There have been at least three known bridges across Wilder Creek. An old wooden bridge existed first; it was replaced in 1892 by an iron bridge whose funds were donated by local citizen Elihu Clabbernong [Beast; 12-3]. It was later discovered that Clabbernong had melted down a meteorite that landed on his family farm and mixed it with the iron for the bridge construction; just as the meteorite was able to keep a series of intergalactic entities (known as the Great Old Ones) imprisoned, the special iron meant the bridge was able to keep Elihu’s transfigured great-uncle, Jedediah, imprisoned below the bridge for decades [Beast; 71].

This bridge was described as “a maze of crisscrossing black girders” [House; 99] and, because of its special makeup, appeared as “sturdy as all-get-out and not a speck o’ rust anywhere” [Beast; 55]. During the bridge's demolition, Lewis visits the site and finds a iron rivet.

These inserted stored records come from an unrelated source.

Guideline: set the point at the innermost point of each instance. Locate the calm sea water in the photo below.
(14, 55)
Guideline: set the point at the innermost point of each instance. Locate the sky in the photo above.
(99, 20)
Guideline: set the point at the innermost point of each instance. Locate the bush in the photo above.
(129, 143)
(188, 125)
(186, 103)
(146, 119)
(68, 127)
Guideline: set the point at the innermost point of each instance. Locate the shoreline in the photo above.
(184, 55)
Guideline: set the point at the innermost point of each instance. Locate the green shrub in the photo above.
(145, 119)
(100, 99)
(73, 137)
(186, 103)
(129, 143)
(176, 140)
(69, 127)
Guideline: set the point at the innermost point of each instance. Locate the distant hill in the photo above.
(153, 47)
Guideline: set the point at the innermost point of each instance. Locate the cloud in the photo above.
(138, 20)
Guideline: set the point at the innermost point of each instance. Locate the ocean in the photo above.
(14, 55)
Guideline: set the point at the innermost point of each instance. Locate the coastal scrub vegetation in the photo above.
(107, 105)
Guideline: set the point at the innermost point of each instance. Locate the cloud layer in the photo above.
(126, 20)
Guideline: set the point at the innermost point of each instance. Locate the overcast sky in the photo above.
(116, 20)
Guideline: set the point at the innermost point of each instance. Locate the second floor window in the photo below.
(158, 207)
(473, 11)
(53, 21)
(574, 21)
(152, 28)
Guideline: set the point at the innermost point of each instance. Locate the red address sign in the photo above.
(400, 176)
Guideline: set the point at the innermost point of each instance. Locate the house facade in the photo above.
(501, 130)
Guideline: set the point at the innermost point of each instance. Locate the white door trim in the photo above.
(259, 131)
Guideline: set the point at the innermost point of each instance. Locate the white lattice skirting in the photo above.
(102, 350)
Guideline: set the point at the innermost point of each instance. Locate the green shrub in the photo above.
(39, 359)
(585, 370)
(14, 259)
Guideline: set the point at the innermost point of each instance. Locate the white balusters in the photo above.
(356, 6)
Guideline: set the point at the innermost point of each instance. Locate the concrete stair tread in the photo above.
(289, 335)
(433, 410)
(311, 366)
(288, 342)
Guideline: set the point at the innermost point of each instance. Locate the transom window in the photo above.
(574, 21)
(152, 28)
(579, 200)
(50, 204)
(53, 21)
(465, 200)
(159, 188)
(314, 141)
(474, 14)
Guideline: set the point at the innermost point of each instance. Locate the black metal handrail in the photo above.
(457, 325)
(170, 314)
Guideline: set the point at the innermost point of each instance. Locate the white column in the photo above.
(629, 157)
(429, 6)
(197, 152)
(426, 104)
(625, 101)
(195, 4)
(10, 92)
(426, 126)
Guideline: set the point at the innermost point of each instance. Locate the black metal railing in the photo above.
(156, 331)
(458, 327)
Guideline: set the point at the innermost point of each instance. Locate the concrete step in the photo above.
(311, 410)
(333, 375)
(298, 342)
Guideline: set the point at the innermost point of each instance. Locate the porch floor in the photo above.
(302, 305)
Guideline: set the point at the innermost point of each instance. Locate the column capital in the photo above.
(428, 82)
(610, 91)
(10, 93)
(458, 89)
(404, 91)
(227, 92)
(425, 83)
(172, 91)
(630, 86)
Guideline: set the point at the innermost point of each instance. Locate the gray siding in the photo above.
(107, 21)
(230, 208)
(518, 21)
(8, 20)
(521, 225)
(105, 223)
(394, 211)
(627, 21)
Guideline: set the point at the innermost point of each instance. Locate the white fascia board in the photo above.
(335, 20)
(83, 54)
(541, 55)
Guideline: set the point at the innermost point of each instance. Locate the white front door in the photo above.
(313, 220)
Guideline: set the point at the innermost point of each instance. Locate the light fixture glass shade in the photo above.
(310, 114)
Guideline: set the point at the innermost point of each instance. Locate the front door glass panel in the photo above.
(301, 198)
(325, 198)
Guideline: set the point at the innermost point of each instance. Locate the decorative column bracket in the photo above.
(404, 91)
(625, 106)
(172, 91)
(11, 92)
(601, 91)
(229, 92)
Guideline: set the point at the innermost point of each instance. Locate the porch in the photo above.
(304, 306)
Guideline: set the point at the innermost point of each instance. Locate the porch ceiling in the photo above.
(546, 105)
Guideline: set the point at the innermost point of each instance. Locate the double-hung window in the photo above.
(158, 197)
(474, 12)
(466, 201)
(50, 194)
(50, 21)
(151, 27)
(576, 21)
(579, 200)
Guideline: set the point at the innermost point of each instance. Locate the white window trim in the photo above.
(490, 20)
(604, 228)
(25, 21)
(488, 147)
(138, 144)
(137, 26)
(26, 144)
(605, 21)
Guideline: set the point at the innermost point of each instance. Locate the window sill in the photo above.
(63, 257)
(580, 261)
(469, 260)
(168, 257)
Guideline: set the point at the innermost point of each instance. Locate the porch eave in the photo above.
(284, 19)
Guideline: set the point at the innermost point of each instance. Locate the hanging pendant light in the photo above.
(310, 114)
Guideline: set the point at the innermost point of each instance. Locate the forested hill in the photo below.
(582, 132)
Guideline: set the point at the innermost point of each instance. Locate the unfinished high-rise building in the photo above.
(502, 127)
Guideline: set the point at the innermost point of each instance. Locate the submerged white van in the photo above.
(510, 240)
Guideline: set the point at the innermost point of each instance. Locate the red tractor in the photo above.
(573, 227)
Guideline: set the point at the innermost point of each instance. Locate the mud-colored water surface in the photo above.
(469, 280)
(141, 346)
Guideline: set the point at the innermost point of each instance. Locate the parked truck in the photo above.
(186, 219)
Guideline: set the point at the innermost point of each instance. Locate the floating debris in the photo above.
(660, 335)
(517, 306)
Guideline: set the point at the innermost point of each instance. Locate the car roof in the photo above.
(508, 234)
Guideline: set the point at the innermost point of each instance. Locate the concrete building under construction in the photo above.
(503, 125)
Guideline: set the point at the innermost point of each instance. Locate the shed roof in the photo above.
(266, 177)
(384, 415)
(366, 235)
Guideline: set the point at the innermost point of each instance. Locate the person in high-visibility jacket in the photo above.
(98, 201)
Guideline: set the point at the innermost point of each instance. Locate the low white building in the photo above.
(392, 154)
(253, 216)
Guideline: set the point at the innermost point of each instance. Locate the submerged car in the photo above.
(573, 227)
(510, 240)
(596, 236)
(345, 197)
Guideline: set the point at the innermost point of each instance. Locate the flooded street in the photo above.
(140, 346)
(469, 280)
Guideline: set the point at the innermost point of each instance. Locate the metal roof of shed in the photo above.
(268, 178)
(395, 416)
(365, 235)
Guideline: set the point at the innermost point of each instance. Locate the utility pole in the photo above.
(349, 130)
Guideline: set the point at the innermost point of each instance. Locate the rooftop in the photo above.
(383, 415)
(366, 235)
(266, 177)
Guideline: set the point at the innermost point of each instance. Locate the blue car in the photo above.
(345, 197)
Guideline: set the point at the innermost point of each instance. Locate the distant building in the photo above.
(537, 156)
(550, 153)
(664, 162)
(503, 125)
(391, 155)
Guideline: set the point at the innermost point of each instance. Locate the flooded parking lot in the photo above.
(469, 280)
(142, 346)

In the early 1950s, the iron bridge was demolished and replaced by a modern concrete bridge [Beast; 2].

Wilder Creek Castle

Inspiration

Wilder Creek is a very real 10.5 mile tributary of the Kalamazoo River and is located east/southeast of Marshall. The creek takes its name from Oshea Wilder (1784-1847), an early settler and surveyor of the Marshall area. Near the creek is a railway bed once part of the old Interurban line that ran between Marshall, Albion, and Homer and a stone castle constructed by the Works Progress Administration during the 1930s. Originally located near Concord, the castle has been used as a private residence, a haunted castle attraction during the Halloween season, and as the backdrop for a local renaissance fair. Today, the Wilder Creek Conservation Club maintains the area as a sixty-acre wildlife habitat.

Bellairs notes that the car chase “covered a large part of Capharnaum County that night” [House; 97], which makes plotting this route difficult, if not impossible, on a contemporary map of Calhoun County since the author has taken great poetic license in crafting the countryside of his fictional county.

For example, Marshall resident Sharon Peters tells us that there is no Wilder Creek Road – "just a creek and a park where I have spent many hours picnicking and playing.” The only bridge to cross Wilder Creek does so on Division Drive, about two miles east of the where Division Drive splits from Homer Road. However, this bridge, built in 1974, does not come close to the grandiose description given by Bellairs and Strickland, and no such bridge seems to currently exist near Wilder Creek. (One does wonder what existed here prior to 1974, though.) With a little imagination, however, there is one bridge whose looks and age make it a likely candidate. The 21 Mile Road Bridge over Rice Creek), located northeast of Marshall, is a Pratt Truss bridge constructed in 1885.

However, recall from above that Twelve Mile Road connects to Wilder Creek Road. In Calhoun County, at least, the county roads are numbered going east from the county line, which places Twelve Mile Road west of Marshall. This eight-mile stretch of road runs north-south and passes through the unincorporated village of Ceresco, crosses a railroad crossing, and over the Kalamazoo River - but never intersecting with either Homer Road or Division Drive.

What about the infamous intersection of the three roads, near where Wilder Creek Road and Twelve Mile Road meet? Continuing eastward on Division Drive, turn south on 22 Mile Road until you reach the intersection of 22 Mile Road, 22 ½ Mile Road, and F-Drive South. Nearby is the small community of Eckford and the East Eckford Community Church. Is the vicinity Bellairs had in mind?